Report: No intelligence failure in Australia cafe siege

Review says nation’s security hotline had received 18 calls about self-styled cleric but none suggested imminent attack.

Australia - Slef-styled cleric Haron Monis
Self-styled cleric Man Haron Monic laid siege to the Lindt cafe, killing its manager before police stormed the building and shot him [EPA]

Eighteen calls were made to an Australian national security hotline about a self-styled cleric in the days before he carried out a deadly Sydney siege but none suggested an imminent attack, a review said.

Armed with a pump-action shotgun, Iranian-born Man Haron Monis took 17 people hostage in Sydney’s Lindt chocolate cafe on December 15.

Some 17 hours later he shot dead cafe manager Tori Johnson, 34, prompting police to storm the building and kill him. Another hostage, Katrina Downson, 38, died in the crossfire.

Australian Prime Minister Tony Abbott said the government was determined to learn from the review but added that the “system has let us down”.

“Plainly, this monster should not have been in our community,” Abbott told reporters in Sydney in releasing the review.

“He shouldn’t have been allowed into the country. He shouldn’t have been out on bail. He shouldn’t have been with a gun and he shouldn’t have become radicalised.”

The review said a national security hotline had received 18 calls about Monis between December 9 and 12, and they were all about offensive material on his Facebook page.

No major threats

“None of the calls related to any intentions or statements regarding a pending attack – imminent or otherwise,” the review said, adding that all were all considered by intelligence and police authorities.

“On the basis of the information available at the time, he fell well outside the threshold to be included in the 400 highest priority counter-terrorism investigations,” the review said.

“He was only one of several thousand people of potential security concern.”

Right up until the siege, intelligence and law enforcement agencies had “never found any information to indicate Monis had the intent or desire to commit a terrorist act”.

In a statement, Abbott and New South Wales Premier Mike Baird said the review found “there were no major failings of intelligence or process in the lead up to the siege”.

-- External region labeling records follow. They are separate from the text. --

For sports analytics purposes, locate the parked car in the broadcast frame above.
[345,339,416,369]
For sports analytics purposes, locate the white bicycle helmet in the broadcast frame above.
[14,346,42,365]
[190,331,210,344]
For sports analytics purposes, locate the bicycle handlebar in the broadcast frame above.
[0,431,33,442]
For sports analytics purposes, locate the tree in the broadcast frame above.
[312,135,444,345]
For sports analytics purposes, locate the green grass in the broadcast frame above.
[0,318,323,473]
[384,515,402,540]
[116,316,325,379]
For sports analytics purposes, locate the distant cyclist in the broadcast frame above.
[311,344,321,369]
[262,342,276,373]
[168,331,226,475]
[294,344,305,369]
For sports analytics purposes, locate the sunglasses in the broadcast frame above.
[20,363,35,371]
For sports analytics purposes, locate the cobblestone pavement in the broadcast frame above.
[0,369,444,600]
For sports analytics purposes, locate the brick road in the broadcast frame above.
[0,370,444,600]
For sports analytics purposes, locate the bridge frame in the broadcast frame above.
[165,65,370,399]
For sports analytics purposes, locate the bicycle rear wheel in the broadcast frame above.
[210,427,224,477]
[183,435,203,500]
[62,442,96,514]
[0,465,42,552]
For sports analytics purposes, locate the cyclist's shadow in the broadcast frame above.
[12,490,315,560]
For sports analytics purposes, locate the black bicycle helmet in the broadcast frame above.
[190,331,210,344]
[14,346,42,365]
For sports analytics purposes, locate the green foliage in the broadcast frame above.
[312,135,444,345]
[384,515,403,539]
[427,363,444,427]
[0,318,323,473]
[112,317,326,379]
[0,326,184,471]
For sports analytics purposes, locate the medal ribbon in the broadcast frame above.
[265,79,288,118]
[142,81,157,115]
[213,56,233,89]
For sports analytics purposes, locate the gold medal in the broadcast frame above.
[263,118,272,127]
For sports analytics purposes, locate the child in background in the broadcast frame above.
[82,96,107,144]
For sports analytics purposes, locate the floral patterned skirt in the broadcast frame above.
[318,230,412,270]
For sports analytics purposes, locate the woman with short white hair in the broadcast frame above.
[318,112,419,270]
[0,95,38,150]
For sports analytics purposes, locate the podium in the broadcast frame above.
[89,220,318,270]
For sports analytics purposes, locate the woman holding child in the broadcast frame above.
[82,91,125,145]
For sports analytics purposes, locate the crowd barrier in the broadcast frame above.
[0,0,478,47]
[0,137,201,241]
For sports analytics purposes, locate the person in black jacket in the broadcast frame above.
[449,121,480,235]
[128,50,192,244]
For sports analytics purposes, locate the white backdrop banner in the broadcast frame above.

“However, the inescapable conclusion is that the system as a whole let the community down,” they said.

“Monis was given the benefit of the doubt every time.

“He consistently fell beneath any threshold which would have triggered greater scrutiny or a rejection of his applications when it came to immigration, residence and citizenship, terrorism offences, national security powers and bail.”

The review found that in the last months of his life, become inspired by the Islamic State of Iraq and the Levant group and had rapidly become radicalised.